The memory pyramid¶

Memory pyramid

We've seen several types of memory now, and that is structured in a hierarchy. The typical hierarchy for a regular CPu is depicted above.

Each core has registers for integer data, floating point data and/or vectors, and some special registers. The architectural register set is rather small but as this limits parallel execution inside the processor, modern processors have a lot of hidden register space that is used through an automatic mechanism called "register renaming". E.g., the AMD Rome or Milan processors have less than 1 kB of register space in the instruction set, but the total physical register space (used with register renaming) is over 6 kB.
Processors typically have separate L1 caches for instructions and for data (where the data one is sometimes bypassed when using vector instructions).
The L2 cache in processors for scientific computing is typically on a per core basis.
The L3 cache is shared by a number of cores, sometimes even by all cores in a socket
The next level in the hierarchy is the main RAM memory, which due to the NUMA architecture may appear as multiple levels with different latency and bandwidth
The last level is one that will actually be de-activated on many supercomputers as it is too slow: When RAM memory is exhausted, the OS can swap some of the content to disk storage. But even without swapping enabled we can still see the disk as an additional storage space, but then one that we need to manage ourselves in software.

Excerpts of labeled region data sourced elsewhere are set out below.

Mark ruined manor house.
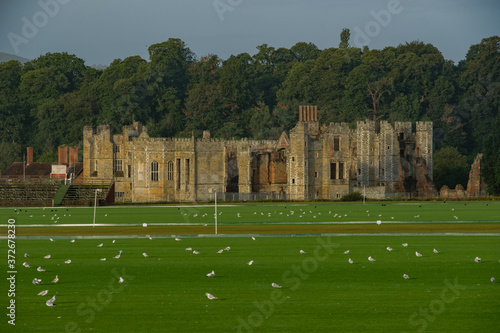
[83,105,436,202]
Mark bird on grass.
[205,293,218,301]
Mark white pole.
[92,188,99,227]
[214,189,217,235]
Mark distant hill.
[0,52,31,64]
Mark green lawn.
[0,202,500,225]
[0,235,500,332]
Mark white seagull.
[37,290,49,296]
[205,293,218,301]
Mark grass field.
[0,203,500,332]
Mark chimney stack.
[57,146,68,164]
[26,147,33,165]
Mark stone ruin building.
[83,105,437,202]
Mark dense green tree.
[433,147,470,189]
[482,116,500,195]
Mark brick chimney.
[26,147,33,165]
[69,147,78,165]
[57,146,68,164]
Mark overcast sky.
[0,0,500,65]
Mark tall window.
[330,163,337,179]
[151,162,158,182]
[167,161,174,180]
[333,136,340,151]
[339,162,344,179]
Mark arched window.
[167,161,174,180]
[151,162,158,182]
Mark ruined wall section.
[356,120,375,186]
[320,123,354,200]
[379,121,399,185]
[288,122,309,200]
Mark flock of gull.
[18,207,495,307]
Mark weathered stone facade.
[83,106,436,202]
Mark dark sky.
[0,0,500,65]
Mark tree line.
[0,29,500,193]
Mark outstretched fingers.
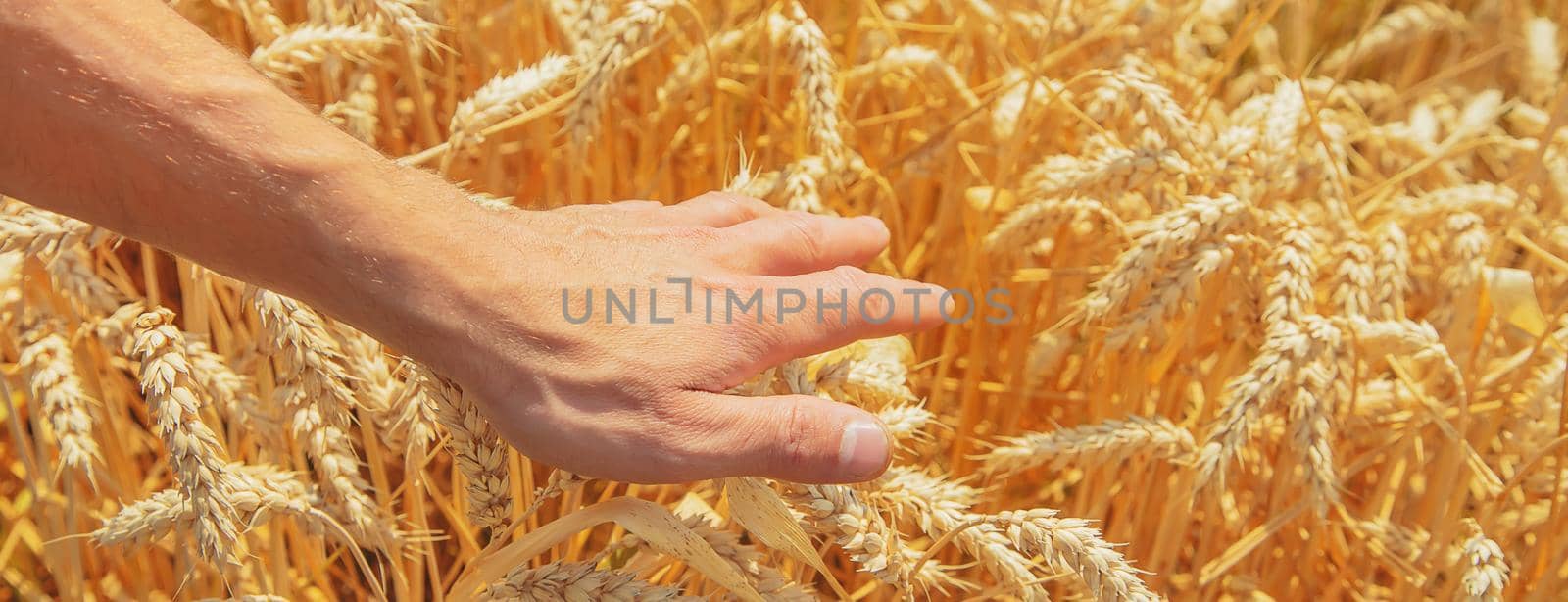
[688,392,892,482]
[724,212,888,276]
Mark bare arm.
[0,0,939,481]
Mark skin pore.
[0,0,943,482]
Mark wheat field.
[0,0,1568,600]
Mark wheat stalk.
[414,367,512,528]
[133,307,237,565]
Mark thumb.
[698,392,892,484]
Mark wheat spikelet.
[1455,519,1508,602]
[1082,194,1247,323]
[564,0,676,149]
[1288,315,1343,516]
[447,55,574,154]
[1398,181,1521,221]
[185,338,282,434]
[0,205,112,259]
[1367,223,1409,320]
[786,484,909,591]
[478,563,687,602]
[980,416,1194,474]
[1252,80,1306,185]
[249,288,397,549]
[1328,238,1377,315]
[876,467,1051,602]
[546,0,610,55]
[133,307,237,565]
[1197,322,1312,486]
[321,71,381,144]
[44,246,125,317]
[1519,18,1563,105]
[779,157,836,215]
[602,514,817,602]
[416,367,512,528]
[382,359,441,456]
[1427,213,1492,331]
[16,322,102,482]
[1197,223,1325,486]
[844,44,980,107]
[876,405,936,445]
[1022,138,1192,197]
[355,0,441,52]
[990,508,1158,600]
[1087,55,1197,155]
[212,0,288,44]
[982,196,1126,256]
[251,25,387,81]
[1319,2,1466,74]
[774,0,849,170]
[654,21,762,108]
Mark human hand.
[395,193,943,482]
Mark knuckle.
[831,265,870,295]
[668,226,718,244]
[786,215,826,264]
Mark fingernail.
[839,419,891,481]
[855,215,888,233]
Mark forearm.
[0,0,468,338]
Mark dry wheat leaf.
[724,477,850,597]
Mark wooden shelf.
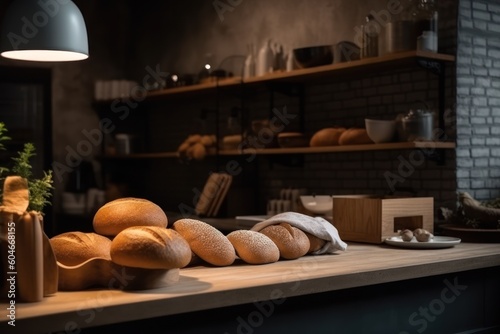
[143,51,455,99]
[99,141,455,159]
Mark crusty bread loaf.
[227,230,280,264]
[110,226,191,269]
[309,127,346,147]
[339,128,373,145]
[260,223,310,260]
[50,231,111,266]
[304,231,326,254]
[172,218,236,266]
[93,197,168,236]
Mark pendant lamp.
[0,0,89,62]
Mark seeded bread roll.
[260,223,310,260]
[172,218,236,266]
[110,226,191,269]
[227,230,280,264]
[50,232,111,266]
[93,197,168,236]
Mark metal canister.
[400,109,434,141]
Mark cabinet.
[97,51,455,159]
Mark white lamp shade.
[0,0,89,61]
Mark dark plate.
[440,224,500,243]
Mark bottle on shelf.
[256,39,274,76]
[415,0,438,52]
[385,0,417,53]
[361,14,380,58]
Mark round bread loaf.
[309,128,345,147]
[110,226,191,269]
[227,230,280,264]
[172,218,236,266]
[304,231,326,254]
[259,223,310,260]
[93,197,168,236]
[339,128,373,145]
[50,232,111,266]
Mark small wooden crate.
[332,195,434,244]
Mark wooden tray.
[439,224,500,243]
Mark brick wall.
[456,0,500,200]
[130,1,460,213]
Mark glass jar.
[415,0,438,52]
[385,0,417,53]
[361,14,380,58]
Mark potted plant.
[0,122,57,303]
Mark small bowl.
[300,195,333,214]
[365,118,396,143]
[293,45,333,68]
[278,132,309,148]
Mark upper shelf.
[101,141,455,159]
[147,50,455,99]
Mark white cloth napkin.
[251,212,347,255]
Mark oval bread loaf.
[260,223,310,260]
[50,232,111,266]
[110,226,191,269]
[309,128,346,147]
[339,128,373,145]
[93,197,168,236]
[172,218,236,266]
[227,230,280,264]
[304,232,326,254]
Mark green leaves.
[0,122,54,213]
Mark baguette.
[227,230,280,264]
[49,232,111,266]
[172,218,236,266]
[260,223,311,260]
[93,197,168,237]
[110,226,191,269]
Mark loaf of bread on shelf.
[260,223,311,260]
[227,230,280,264]
[110,226,191,269]
[177,134,217,160]
[50,231,111,266]
[339,128,373,145]
[172,218,236,266]
[93,197,168,237]
[309,127,346,147]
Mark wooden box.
[332,195,434,244]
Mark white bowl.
[300,195,333,214]
[365,118,396,143]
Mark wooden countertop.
[0,243,500,333]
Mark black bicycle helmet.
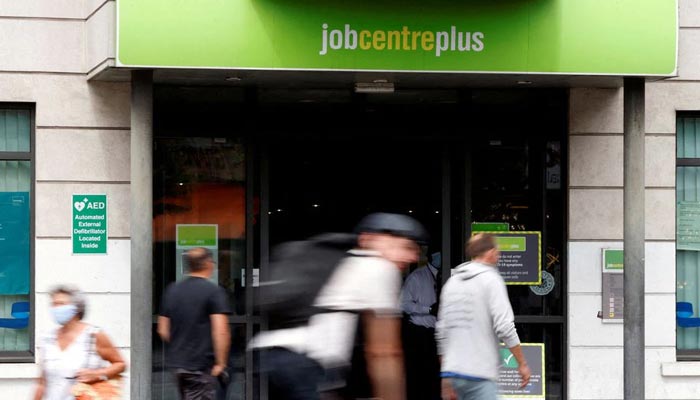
[355,213,428,243]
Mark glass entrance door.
[153,137,252,400]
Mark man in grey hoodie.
[435,233,530,400]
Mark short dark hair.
[467,233,496,258]
[185,247,212,272]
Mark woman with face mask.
[34,286,126,400]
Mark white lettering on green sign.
[318,24,484,57]
[71,194,107,254]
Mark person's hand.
[441,378,457,400]
[211,364,226,376]
[75,369,104,383]
[428,303,440,317]
[518,364,532,388]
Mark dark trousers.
[402,322,440,400]
[260,347,323,400]
[175,372,218,400]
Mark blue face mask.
[51,304,78,325]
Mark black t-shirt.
[160,277,231,372]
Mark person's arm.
[34,369,46,400]
[510,344,531,388]
[209,314,231,376]
[158,315,170,342]
[362,312,406,400]
[77,331,126,383]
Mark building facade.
[0,0,700,399]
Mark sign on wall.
[498,343,545,399]
[601,249,625,322]
[117,0,678,76]
[71,194,107,254]
[175,224,219,284]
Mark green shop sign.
[71,194,107,254]
[117,0,678,76]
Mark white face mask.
[51,304,78,325]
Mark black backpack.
[257,233,357,329]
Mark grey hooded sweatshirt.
[435,262,520,381]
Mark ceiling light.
[355,81,394,93]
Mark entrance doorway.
[154,87,567,399]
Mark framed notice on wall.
[71,194,108,255]
[601,249,625,323]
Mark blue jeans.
[450,378,498,400]
[260,347,323,400]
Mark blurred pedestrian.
[401,252,442,400]
[158,247,231,400]
[436,233,530,400]
[250,213,427,400]
[34,285,126,400]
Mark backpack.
[257,233,357,329]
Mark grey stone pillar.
[623,78,645,400]
[129,71,153,400]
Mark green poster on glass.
[175,224,219,284]
[498,343,547,400]
[71,194,107,254]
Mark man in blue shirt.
[401,253,442,400]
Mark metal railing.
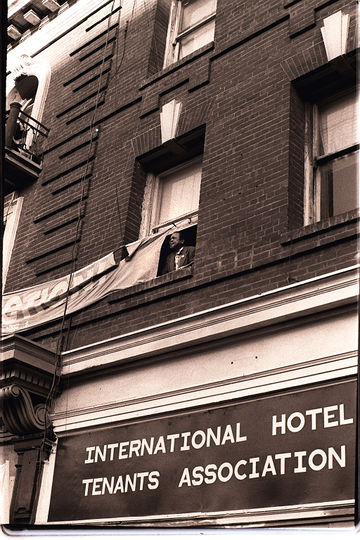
[5,102,50,162]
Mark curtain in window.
[319,95,357,155]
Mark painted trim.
[52,351,357,436]
[62,266,359,375]
[37,499,354,527]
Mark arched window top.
[6,54,51,122]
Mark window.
[164,0,216,66]
[310,92,359,221]
[2,194,23,290]
[141,155,201,236]
[6,54,51,154]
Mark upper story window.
[312,92,359,221]
[164,0,216,67]
[141,158,201,236]
[6,54,50,159]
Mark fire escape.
[4,102,49,194]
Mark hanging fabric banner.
[2,224,188,335]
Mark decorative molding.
[63,266,358,375]
[0,334,57,436]
[0,384,50,435]
[52,351,357,434]
[321,11,350,62]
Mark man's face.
[170,233,184,249]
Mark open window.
[164,0,216,67]
[6,54,50,161]
[308,90,359,221]
[144,154,202,234]
[143,157,202,275]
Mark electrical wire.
[39,0,121,459]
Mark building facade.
[1,0,359,528]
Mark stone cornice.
[62,266,358,375]
[0,334,57,435]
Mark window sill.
[281,209,359,246]
[139,41,214,90]
[108,266,193,304]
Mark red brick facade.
[6,0,357,349]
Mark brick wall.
[7,0,357,347]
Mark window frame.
[304,88,359,226]
[163,0,217,68]
[140,154,203,237]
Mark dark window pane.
[320,152,358,218]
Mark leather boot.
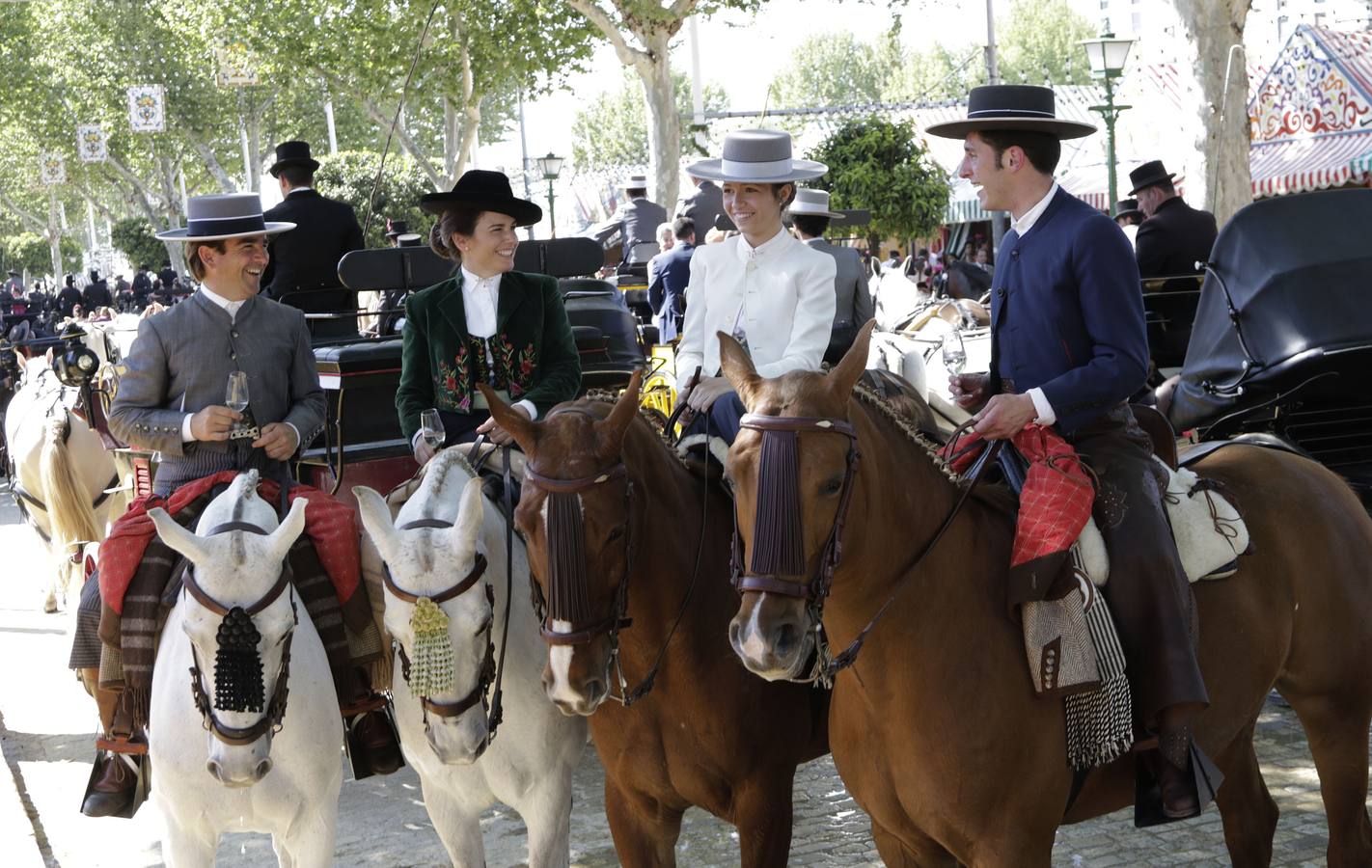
[81,751,137,817]
[1158,727,1200,820]
[348,709,404,774]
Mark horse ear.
[594,367,644,455]
[453,475,485,552]
[266,498,309,562]
[715,332,761,407]
[829,319,877,400]
[352,485,397,562]
[149,506,212,565]
[476,383,537,454]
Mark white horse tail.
[39,413,103,554]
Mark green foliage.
[770,30,901,108]
[809,117,948,250]
[0,231,81,280]
[996,0,1096,85]
[110,217,167,269]
[315,150,433,247]
[572,70,728,170]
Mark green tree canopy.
[809,117,948,250]
[315,150,433,247]
[572,71,728,173]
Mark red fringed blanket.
[100,471,362,614]
[943,425,1095,602]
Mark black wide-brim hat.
[267,141,319,178]
[1129,159,1177,196]
[420,169,543,227]
[924,85,1096,139]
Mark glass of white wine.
[420,409,448,452]
[943,331,968,374]
[224,370,248,413]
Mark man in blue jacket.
[927,85,1219,820]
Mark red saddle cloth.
[100,471,362,614]
[943,425,1096,581]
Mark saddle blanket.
[1077,458,1249,587]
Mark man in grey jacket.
[790,188,874,365]
[110,193,325,495]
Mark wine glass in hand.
[943,332,968,374]
[420,409,448,452]
[224,370,248,413]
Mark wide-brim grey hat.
[786,186,848,219]
[156,193,295,241]
[686,130,829,184]
[924,85,1096,139]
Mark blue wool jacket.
[991,188,1148,435]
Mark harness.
[731,413,1001,687]
[181,521,300,746]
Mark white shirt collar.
[1010,181,1057,238]
[738,227,790,262]
[201,284,247,322]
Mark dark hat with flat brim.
[686,130,829,184]
[924,85,1096,139]
[1129,159,1177,196]
[1115,199,1143,218]
[420,169,543,227]
[158,193,295,241]
[267,141,319,178]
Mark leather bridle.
[381,518,509,751]
[181,521,300,746]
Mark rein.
[181,521,300,746]
[732,413,1002,687]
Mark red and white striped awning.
[1249,130,1372,198]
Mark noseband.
[381,518,509,751]
[181,521,300,746]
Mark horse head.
[352,457,495,765]
[149,471,306,787]
[719,322,875,680]
[481,371,642,715]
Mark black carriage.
[299,238,645,500]
[1167,189,1372,506]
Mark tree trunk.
[1176,0,1252,227]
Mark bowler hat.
[1115,199,1143,218]
[924,85,1096,139]
[1129,159,1177,196]
[787,186,846,219]
[267,141,319,178]
[686,130,829,184]
[420,169,543,227]
[158,193,295,239]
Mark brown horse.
[721,326,1372,865]
[487,374,827,867]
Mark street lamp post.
[1082,32,1134,217]
[534,150,563,238]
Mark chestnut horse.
[721,325,1372,865]
[487,373,827,868]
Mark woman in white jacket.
[676,130,836,443]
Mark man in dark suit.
[262,141,365,338]
[676,176,725,233]
[647,217,696,344]
[1129,160,1217,277]
[926,85,1219,822]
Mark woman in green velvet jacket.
[396,169,582,464]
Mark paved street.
[0,476,1360,868]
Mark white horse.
[149,471,343,867]
[4,357,127,611]
[352,448,586,868]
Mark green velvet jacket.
[396,272,582,439]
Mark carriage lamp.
[534,150,563,238]
[1080,30,1134,217]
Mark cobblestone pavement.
[0,492,1360,868]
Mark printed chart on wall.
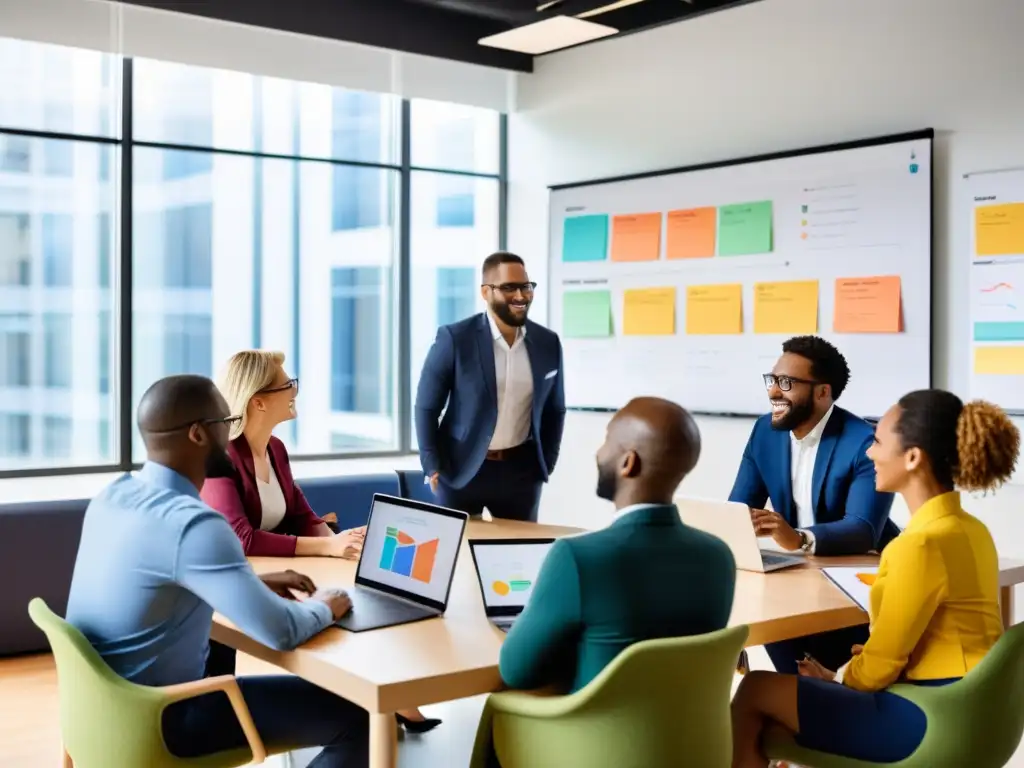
[549,130,933,417]
[967,171,1024,415]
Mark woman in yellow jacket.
[732,389,1020,768]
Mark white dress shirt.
[487,312,534,451]
[256,462,288,530]
[790,406,836,555]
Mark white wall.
[509,0,1024,556]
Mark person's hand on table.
[309,587,352,621]
[259,570,316,600]
[797,656,836,682]
[751,509,804,552]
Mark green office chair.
[29,597,274,768]
[470,627,748,768]
[765,624,1024,768]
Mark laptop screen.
[469,539,555,615]
[355,494,467,610]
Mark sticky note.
[833,274,903,334]
[623,288,676,336]
[974,346,1024,376]
[611,213,662,261]
[754,280,818,334]
[562,214,608,262]
[974,203,1024,256]
[562,290,611,339]
[686,283,743,335]
[718,200,772,256]
[665,208,718,259]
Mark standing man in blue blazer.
[415,252,565,522]
[729,336,899,674]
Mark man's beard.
[597,467,618,502]
[771,397,814,432]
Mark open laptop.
[469,539,555,632]
[336,494,467,632]
[676,497,806,573]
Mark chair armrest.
[159,675,266,765]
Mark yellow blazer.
[842,493,1002,691]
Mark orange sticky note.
[611,213,662,261]
[665,208,718,259]
[833,274,903,334]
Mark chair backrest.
[924,624,1024,768]
[29,597,169,768]
[494,627,748,768]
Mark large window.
[0,38,504,475]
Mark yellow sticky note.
[623,288,676,336]
[686,283,743,335]
[754,280,818,334]
[974,346,1024,376]
[974,203,1024,256]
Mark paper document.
[821,565,879,613]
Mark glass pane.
[410,98,501,174]
[0,38,121,138]
[410,171,498,447]
[133,147,398,460]
[134,58,400,164]
[0,139,119,470]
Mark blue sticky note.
[562,214,608,262]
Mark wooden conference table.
[212,520,1024,768]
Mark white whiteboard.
[549,130,933,418]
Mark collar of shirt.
[136,462,199,500]
[790,402,836,447]
[486,311,532,346]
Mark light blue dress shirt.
[68,462,334,685]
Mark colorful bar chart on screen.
[380,526,438,583]
[490,579,532,597]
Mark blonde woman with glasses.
[202,349,441,733]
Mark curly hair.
[896,389,1021,490]
[782,336,850,400]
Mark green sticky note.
[718,200,772,256]
[562,214,608,262]
[562,291,611,339]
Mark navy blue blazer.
[729,407,899,556]
[415,313,565,488]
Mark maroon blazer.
[201,435,324,557]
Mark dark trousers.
[765,624,868,675]
[437,442,544,522]
[163,675,370,768]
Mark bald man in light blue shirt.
[68,376,369,768]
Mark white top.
[487,312,534,451]
[256,462,288,530]
[790,404,836,554]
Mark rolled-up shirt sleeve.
[175,510,334,650]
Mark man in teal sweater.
[500,397,736,691]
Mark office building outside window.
[0,38,503,475]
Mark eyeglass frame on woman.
[761,374,824,392]
[256,378,299,394]
[481,282,537,296]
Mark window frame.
[0,54,508,479]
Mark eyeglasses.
[483,283,537,296]
[150,416,242,434]
[256,379,299,394]
[762,374,821,392]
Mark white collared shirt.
[790,404,836,554]
[487,312,534,451]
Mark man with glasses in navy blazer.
[729,336,899,675]
[415,252,565,522]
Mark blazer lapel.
[476,312,498,409]
[811,409,843,522]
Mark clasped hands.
[751,509,804,552]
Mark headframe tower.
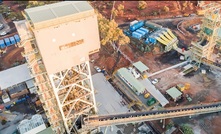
[15,1,100,134]
[191,2,221,63]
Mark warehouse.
[133,61,149,73]
[116,68,145,95]
[0,64,37,102]
[166,87,182,102]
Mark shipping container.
[9,37,16,45]
[140,27,149,34]
[14,34,21,43]
[0,40,5,49]
[4,38,11,46]
[130,21,144,32]
[132,32,142,39]
[124,30,131,36]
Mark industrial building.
[115,68,145,95]
[191,3,221,64]
[133,61,149,73]
[0,64,37,103]
[14,1,100,134]
[124,20,178,52]
[17,114,46,134]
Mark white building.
[0,64,37,100]
[17,114,46,134]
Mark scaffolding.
[191,3,221,65]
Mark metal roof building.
[116,68,145,95]
[166,87,182,100]
[0,64,32,90]
[133,61,149,73]
[18,114,46,134]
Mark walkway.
[148,61,189,77]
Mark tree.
[1,119,7,125]
[137,1,147,10]
[163,6,170,12]
[183,1,187,10]
[97,12,130,51]
[110,1,115,20]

Some supercomputers will offer several types of disk storage. Typically a smaller volume based on SSD technology and a slower but larger volume based on regular hard disks.

Even this picture is still oversimplified. Processors have other types of small caches, but those are harder to exploit by our programming style so we should not really take them into account here. RAM memory may also exist out of multiple layers instead of the one depicted in the picture.

The Intel Xeon Max 9xxx series has 64 GB of high-bandwidth RAM on each socket and then up to 1 TB or more of lower bandwidth memory connected externally to the socket.

This chip is used in a small subsection of the EuroHPC pre-exascale system MareNostrum 5 (and were planned for the pre-exascale system Leonardo).
Recently for large memory computers, and especially for database systems, a new type of RAM package was proposed that is connected to an expansion card on the CXL-bus, an evolution of the PCIe bus (and IBM has its own alternative in its CPUs). Obviously this memory sits even further away from the CPU so we can expect a higher latency and less bandwidth. Given that scientific computing applications are often already memory latency and/or memory bandwidth limited, this memory type may never become very useful in supercomputers.

Let us compare the memory hierarchy for the "Leibniz" cluster and AMD Rome section of Vaughan of the UAntwerpen infrastructure for 2023, and then with Hawk, one of the largest CPU-only systems in Europe, at HLRS in Germany, and also based on the AMD Rome CPU

	Leibniz "Broadwell"	Vaughan "Rome"	Hawk "Rome"
architectural registers	<1 kiB/HW thread	<1 kiB/HW thread	<1 kiB/HW thread
physical registers	~7 kiB	~6 kiB	~6 kiB
L1 cache	2 x 32 kiB/core (I+D)	2 x 32 kiB/core (I+D)	2 x 32 kiB/core (I+D)
L2 cache	256 kiB/core	512 kiB/core	512 kiB/core
L3 cache	35 MiB/socket	128 MiB/socket	256 MiB/socket
L3 organization	35 MiB/socket	16 MiB / 4 cores	16 MiB / 4 cores
RAM	128 or 256 GiB/node	256 GiB/node	256 GiB/node
disk swap	disabled	disabled	disabled
disk storage	600 TB	600 TB	26 PB
size cluster	152 nodes	152 nodes	5632 nodes

So we see that there is in fact very little difference in the hierarchy for a university level supercomputer as Leibniz and Vaughan and a very large national or international supercomputer. However, the total size is very different.